Pozwolę sobie na wyjaśnienia. Od coś ok. 20 lat mam Toyoty (Carina II benzyna 1,6, Carina E diesel 2 litry a teraz Corolla z 2003 z motoprkiem 1,4 benzyna) na dodatek służbowy Avensis 2l diesel z 2008. Cariny bez zastrzeżeń - lejesz i jeździsz. E zatrzymała mi się przy ponad 260tys. km gdzieś pod Otwockiem jak wracałem z ryb i to była pierwsza awaria. Warsztat w Otwocku oddał po 2 dniach bo nie poradzili, na sznurku pojechała do Toyoty w Radości i tam naprawa zajeła ok. 15 minut bo ........... komputer się rozregulował. Zapłaciłem wtedy coś ok. 300plz (rok 99 albo 2000) i gość zapowiedział że kolejna awaria też gdzieś tak za ćwierć miliona km, nie czekałem. Corollę z 2003 kupiłem chyba w 2007 bo zawsze kupuje auta 3-4 letnie i byłem przerażony spalaniem w mieście bo zimą paliła 9-9,5l  :o w lata wcześniej Carina z 1,6 w benzynie brała 7,5  :huh: . Natychmiast serwis Toyoty ( kolega wędkarz  :) ) i wyjaśnił mi że inaczej nie będzie, mimo zapewnienia poprosiłem o wrzucenie na komputer i wyszło że malina, igła, prawie nówka. 1,4 benzyna w kombi jest pomyłką koncernu, nie daje rady i tyle pali. Szczególnie jak się ma do roboty 4,5km, zimą jeżdżę na zimnym siliniku i innego spalania nie będzie.

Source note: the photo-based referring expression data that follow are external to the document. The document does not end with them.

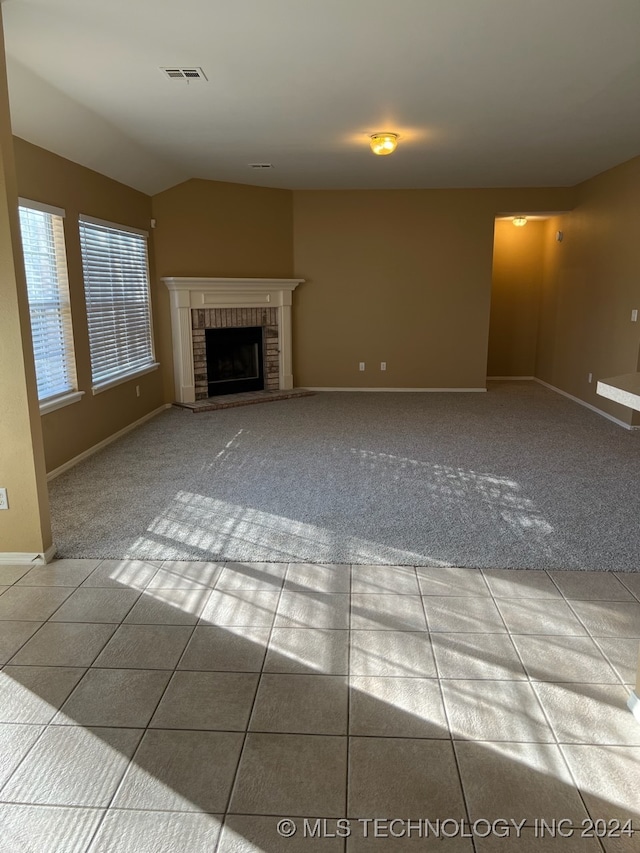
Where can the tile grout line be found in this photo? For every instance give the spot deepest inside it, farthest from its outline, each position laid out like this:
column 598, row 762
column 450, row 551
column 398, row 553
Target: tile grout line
column 348, row 756
column 554, row 734
column 446, row 716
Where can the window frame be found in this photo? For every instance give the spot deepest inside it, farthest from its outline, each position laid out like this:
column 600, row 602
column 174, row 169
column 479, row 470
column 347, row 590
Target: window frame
column 123, row 375
column 72, row 394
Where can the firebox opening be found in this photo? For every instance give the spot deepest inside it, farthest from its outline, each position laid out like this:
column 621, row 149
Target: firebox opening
column 234, row 360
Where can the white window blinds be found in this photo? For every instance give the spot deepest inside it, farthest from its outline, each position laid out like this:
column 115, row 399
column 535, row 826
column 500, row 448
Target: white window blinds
column 116, row 284
column 45, row 263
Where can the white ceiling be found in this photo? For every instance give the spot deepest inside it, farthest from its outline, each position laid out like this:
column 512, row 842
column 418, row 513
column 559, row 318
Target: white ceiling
column 482, row 92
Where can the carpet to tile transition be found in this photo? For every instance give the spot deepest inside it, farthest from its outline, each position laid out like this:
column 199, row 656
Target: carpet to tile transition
column 517, row 477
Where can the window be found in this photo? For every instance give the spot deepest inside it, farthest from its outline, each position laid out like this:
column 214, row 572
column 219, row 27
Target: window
column 116, row 284
column 45, row 263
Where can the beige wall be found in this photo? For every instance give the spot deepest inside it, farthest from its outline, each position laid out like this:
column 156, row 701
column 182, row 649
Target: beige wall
column 515, row 298
column 591, row 283
column 402, row 276
column 24, row 526
column 210, row 228
column 45, row 177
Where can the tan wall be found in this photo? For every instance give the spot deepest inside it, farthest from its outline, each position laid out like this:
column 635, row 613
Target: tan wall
column 210, row 228
column 45, row 177
column 591, row 284
column 402, row 276
column 25, row 525
column 515, row 298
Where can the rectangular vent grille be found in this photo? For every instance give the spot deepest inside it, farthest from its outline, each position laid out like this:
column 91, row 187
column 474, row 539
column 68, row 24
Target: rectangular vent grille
column 185, row 73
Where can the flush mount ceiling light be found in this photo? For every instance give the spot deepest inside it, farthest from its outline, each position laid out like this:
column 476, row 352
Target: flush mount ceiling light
column 383, row 143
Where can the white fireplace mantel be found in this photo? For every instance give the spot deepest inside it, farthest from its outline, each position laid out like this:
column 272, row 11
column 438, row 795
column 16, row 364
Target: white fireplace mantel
column 188, row 293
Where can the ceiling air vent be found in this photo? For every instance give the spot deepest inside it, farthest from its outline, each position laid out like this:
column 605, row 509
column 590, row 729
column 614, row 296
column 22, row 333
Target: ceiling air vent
column 185, row 73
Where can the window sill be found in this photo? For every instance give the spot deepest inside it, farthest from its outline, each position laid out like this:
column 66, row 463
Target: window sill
column 118, row 380
column 60, row 402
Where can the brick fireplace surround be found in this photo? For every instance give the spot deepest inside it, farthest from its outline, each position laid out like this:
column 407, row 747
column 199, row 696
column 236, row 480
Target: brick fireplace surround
column 198, row 304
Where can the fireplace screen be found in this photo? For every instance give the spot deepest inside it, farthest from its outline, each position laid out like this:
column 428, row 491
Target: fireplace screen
column 234, row 360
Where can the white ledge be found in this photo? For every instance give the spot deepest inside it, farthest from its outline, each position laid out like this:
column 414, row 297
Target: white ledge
column 121, row 378
column 624, row 389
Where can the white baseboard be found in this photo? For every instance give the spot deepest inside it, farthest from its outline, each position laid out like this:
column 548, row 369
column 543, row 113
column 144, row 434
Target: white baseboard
column 585, row 404
column 400, row 390
column 96, row 447
column 25, row 558
column 634, row 705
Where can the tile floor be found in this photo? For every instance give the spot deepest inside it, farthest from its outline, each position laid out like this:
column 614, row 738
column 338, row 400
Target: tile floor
column 190, row 706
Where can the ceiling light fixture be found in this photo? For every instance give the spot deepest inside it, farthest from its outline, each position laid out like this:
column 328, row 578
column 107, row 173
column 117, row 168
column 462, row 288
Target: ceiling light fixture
column 383, row 143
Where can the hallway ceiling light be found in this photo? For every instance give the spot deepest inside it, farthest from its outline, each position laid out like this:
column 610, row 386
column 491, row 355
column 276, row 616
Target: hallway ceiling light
column 383, row 143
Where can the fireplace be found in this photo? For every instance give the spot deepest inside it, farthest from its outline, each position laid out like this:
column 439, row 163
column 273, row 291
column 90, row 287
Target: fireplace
column 235, row 361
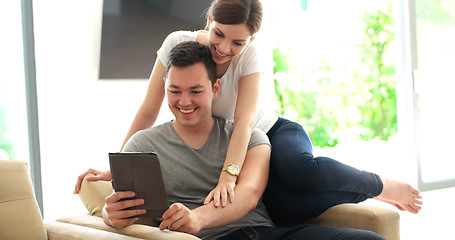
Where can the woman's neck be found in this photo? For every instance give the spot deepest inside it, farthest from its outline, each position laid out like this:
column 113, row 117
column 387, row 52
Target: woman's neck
column 203, row 38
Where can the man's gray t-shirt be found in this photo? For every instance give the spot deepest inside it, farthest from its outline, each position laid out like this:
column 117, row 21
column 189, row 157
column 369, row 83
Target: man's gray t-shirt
column 190, row 174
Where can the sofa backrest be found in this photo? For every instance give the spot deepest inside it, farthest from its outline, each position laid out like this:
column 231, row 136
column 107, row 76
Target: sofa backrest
column 20, row 215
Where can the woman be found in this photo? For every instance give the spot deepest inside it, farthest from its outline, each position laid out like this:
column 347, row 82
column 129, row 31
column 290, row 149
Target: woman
column 300, row 186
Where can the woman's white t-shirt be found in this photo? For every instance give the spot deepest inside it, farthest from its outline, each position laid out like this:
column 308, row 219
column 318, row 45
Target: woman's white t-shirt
column 246, row 63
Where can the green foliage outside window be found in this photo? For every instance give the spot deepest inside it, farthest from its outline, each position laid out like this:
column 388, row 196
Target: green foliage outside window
column 5, row 138
column 326, row 106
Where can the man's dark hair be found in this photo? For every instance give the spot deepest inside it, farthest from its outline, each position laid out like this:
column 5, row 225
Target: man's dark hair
column 188, row 53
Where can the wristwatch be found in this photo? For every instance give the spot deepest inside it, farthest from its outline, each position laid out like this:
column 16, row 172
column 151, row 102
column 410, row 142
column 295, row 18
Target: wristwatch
column 232, row 169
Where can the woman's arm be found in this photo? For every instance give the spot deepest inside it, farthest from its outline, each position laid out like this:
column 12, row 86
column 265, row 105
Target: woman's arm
column 244, row 116
column 148, row 112
column 251, row 184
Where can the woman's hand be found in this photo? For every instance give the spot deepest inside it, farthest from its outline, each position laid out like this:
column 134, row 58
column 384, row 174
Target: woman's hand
column 98, row 175
column 223, row 191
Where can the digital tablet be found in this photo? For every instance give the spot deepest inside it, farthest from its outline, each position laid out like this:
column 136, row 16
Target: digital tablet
column 140, row 173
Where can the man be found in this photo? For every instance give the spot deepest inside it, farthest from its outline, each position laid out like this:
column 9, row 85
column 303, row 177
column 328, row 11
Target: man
column 192, row 150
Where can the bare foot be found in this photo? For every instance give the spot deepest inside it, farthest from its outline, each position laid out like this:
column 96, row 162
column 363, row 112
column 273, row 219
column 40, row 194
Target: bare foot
column 401, row 195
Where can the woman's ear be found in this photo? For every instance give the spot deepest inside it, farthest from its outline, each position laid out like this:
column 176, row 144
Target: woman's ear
column 216, row 89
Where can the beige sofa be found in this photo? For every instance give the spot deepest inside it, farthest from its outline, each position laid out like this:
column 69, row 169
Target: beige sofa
column 21, row 218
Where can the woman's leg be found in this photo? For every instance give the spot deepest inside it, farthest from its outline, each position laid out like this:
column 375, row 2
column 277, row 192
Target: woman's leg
column 297, row 170
column 301, row 186
column 308, row 185
column 287, row 207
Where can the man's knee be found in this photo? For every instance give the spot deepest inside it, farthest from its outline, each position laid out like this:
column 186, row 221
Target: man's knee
column 367, row 235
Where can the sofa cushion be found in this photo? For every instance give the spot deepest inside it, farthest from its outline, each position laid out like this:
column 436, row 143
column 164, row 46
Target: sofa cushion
column 66, row 231
column 135, row 230
column 20, row 214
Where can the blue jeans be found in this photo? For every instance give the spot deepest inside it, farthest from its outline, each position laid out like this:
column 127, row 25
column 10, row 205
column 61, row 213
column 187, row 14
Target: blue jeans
column 301, row 186
column 310, row 232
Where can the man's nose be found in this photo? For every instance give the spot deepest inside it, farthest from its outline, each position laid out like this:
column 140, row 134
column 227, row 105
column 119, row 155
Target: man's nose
column 185, row 99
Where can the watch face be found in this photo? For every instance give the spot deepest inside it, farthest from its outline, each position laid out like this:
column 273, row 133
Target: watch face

Gdybym po trasie jechał i nie przekraczał 100km/h spali ok. 5-5,2 ale 

takkkkiej prędkości nigdy nie udało mi się osiągnąć  ;) więc pali po trasie 6,5-7 ( staram się nie przekraczać 140) . Co ciekawe na trasie Szwecja-gdzieś w Norwegii z 2 osobami i załadowana po podsufitkę gratami (położone siedzenia z tyłu+bagażnik) pali 6 litrów :) . Teraz ma 11 lat i właśnie przekroczyłem 140 tys. i jeśli uda mi się kupić Avensisa to będę sprzedawał. 

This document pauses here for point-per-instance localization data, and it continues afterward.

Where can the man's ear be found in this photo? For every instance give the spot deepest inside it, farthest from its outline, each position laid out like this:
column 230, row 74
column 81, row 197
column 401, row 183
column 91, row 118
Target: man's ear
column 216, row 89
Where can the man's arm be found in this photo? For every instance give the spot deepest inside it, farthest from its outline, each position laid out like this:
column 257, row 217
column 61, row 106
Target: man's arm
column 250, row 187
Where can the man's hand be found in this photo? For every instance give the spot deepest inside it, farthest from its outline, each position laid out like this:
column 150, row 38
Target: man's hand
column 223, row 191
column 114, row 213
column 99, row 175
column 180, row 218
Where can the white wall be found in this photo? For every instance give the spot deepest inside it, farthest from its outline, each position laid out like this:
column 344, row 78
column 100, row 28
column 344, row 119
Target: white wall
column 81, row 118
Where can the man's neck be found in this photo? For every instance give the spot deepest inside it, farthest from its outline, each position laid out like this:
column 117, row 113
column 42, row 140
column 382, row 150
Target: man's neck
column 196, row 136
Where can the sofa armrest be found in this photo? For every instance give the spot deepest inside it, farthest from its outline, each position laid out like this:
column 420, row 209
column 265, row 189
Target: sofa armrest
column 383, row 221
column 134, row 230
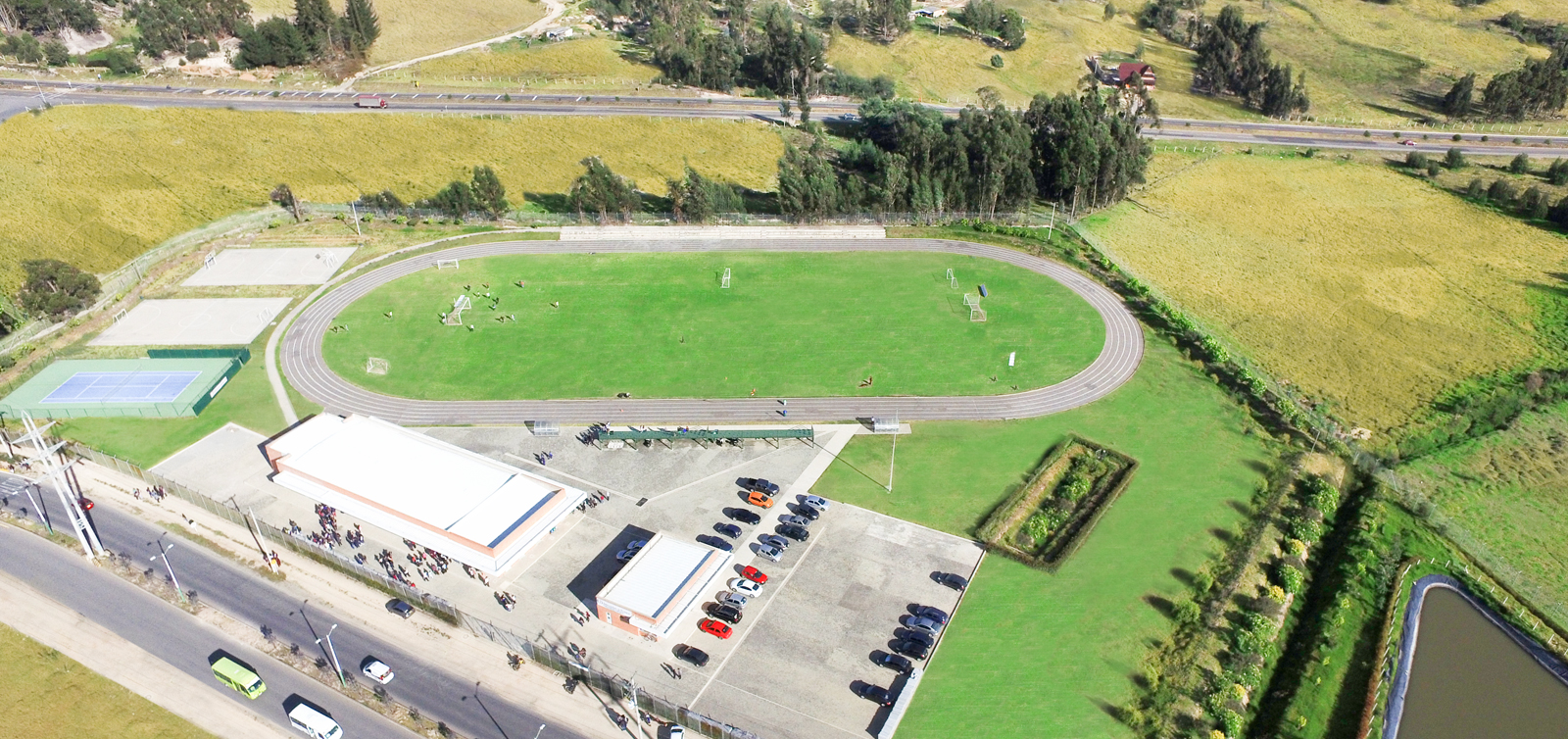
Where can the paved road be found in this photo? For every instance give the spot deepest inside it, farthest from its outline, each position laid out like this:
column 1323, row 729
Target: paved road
column 169, row 632
column 20, row 94
column 308, row 372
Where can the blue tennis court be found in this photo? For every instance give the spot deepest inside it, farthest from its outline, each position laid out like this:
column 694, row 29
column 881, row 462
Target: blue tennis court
column 122, row 388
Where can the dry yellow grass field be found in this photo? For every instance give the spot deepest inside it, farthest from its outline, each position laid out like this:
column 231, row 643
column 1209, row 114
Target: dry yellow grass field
column 98, row 185
column 1360, row 284
column 417, row 27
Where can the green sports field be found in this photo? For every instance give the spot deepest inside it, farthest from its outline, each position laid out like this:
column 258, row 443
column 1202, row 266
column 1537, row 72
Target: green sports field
column 659, row 325
column 1034, row 655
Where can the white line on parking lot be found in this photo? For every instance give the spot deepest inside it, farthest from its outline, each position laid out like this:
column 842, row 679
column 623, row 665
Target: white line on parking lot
column 791, row 573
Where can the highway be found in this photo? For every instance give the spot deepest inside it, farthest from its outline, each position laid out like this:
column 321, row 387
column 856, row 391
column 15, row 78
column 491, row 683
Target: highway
column 187, row 644
column 306, row 368
column 18, row 96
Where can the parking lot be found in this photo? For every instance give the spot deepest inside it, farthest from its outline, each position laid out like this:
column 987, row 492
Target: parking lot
column 802, row 644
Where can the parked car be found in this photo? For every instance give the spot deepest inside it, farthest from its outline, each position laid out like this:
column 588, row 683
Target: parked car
column 731, row 598
column 745, row 587
column 917, row 623
column 913, row 650
column 758, row 485
column 376, row 670
column 954, row 581
column 894, row 663
column 690, row 655
column 744, row 517
column 875, row 694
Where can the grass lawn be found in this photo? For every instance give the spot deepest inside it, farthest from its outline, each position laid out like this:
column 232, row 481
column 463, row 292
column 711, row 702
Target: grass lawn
column 39, row 683
column 1043, row 655
column 659, row 325
column 1363, row 286
column 417, row 27
column 98, row 185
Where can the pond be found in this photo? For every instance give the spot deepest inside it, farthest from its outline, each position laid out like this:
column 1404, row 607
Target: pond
column 1471, row 679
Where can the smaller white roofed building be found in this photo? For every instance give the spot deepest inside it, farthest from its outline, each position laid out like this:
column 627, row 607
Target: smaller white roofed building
column 661, row 584
column 459, row 503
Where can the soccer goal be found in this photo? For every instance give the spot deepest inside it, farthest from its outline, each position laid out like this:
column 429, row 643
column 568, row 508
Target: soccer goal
column 455, row 318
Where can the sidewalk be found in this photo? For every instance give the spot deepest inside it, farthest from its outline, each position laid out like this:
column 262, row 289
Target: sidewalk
column 130, row 665
column 428, row 639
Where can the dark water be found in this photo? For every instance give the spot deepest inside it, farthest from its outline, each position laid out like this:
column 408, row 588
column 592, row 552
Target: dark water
column 1471, row 681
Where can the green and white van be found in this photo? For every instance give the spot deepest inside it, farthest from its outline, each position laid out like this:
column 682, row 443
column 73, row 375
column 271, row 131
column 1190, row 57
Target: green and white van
column 239, row 678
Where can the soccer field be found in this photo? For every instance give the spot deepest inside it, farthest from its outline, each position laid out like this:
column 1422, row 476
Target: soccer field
column 659, row 325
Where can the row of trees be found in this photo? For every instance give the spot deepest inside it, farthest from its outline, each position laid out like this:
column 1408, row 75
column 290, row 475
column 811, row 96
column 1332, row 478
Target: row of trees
column 909, row 159
column 314, row 35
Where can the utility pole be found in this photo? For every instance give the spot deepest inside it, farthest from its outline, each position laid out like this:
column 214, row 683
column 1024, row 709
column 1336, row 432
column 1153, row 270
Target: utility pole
column 329, row 650
column 164, row 553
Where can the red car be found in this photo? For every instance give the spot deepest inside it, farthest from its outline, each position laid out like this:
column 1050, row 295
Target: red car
column 717, row 628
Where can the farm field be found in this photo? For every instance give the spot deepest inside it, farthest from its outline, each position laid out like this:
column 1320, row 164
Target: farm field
column 1502, row 499
column 413, row 28
column 38, row 683
column 1361, row 286
column 1361, row 60
column 1048, row 655
column 659, row 325
column 98, row 185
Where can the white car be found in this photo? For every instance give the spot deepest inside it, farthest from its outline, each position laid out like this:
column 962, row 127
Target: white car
column 745, row 587
column 376, row 670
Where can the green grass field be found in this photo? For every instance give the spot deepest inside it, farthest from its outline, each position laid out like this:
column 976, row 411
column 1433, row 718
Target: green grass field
column 41, row 686
column 659, row 325
column 1045, row 655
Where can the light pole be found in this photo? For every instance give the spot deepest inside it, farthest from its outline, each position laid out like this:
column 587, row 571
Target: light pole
column 329, row 650
column 164, row 554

Teraz o Avensisie: auto z 2008 kupione w marcu 2009 2 litry diesel 126KM po trochę lepiej jak 3 latach i 30tys. km zaczął brać olej na potęgę - ponad 1 litr na 1000km trzeba było dolać  :( . Wizyta u dealera tam gdzie był kupiony i mimo tego że było po 3 latach serwis bez słowa i bez grosza .......... wymienił silnik  B) . Była jakaś wada w serii motorków które autoryzowane warsztaty naprawiały bez zająknięcia. Z rozmów z fachowcami od Toyot już wiem że obecne auta są sporo w tyle od tych z lat 80/90 czy nawet początku XXI wieku i lepiej nie będzie  :unsure: . Właśnie ostatnim modelem nie do zaj....a jest to co jeżdżę czyli Corolla.